Simulation of incompressible flow with alternate pressure Dirichlet and Neumann conditions Original Research Article

The convergence rate of a methodology for solving incompressible flow in general curvilinear co-ordinates is analyzed. Double-staggered grids (DSG), each defined by the same boundaries of the physical domain are used for discretization. The use of the extended semi-implicit method for pressure linked equations (SIMPLE), in combination with domain discretization by means of the marker and cell (MAC) mesh enables the computation of the first grid pressure without requiring the explicit specification of boundary conditions (Neumann boundary conditions).
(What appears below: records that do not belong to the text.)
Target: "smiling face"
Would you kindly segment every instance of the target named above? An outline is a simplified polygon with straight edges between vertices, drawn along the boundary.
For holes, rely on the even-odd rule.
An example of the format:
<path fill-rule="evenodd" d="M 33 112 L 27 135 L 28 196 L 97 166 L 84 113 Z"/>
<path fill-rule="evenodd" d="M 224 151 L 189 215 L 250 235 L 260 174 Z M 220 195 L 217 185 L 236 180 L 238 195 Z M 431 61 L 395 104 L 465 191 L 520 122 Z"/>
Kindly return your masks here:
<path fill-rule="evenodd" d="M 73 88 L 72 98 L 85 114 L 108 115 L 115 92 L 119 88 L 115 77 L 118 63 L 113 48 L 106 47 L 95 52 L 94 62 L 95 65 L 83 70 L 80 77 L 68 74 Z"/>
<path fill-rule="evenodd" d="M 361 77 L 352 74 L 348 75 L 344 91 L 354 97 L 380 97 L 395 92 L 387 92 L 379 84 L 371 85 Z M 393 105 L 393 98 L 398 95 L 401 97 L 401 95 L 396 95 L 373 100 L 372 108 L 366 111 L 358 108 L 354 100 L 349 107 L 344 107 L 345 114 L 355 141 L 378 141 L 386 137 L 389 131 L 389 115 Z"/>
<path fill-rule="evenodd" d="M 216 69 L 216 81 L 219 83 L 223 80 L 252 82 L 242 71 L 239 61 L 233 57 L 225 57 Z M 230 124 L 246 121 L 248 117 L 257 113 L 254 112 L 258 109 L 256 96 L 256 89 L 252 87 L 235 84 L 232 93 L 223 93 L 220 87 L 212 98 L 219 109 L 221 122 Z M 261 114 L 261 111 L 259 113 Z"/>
Calculation algorithm at the second grid includes the approximation of Dirichlet pressure boundary conditions which were obtained from the differential form of the first grid momentum equation. Calculation process on the DSG comprises sequences of alternate pressure Dirichlet and Neumann boundary conditions and calculated domains (first grid, second grid); these switches, lead to a higher convergence rate with the DSG. The convergence rate was demonstrated with the calculation of natural convection heat transfer in concentric horizontal cylindrical annuli. Calculation times when DSG are used 6–10 times shorter those achieved by interpolation. With the DSG method calculation time slightly increases with increasing non-orthogonally of the grids whereas an interpolation method calls for very small iteration parameters that lead to unrealistic calculation time.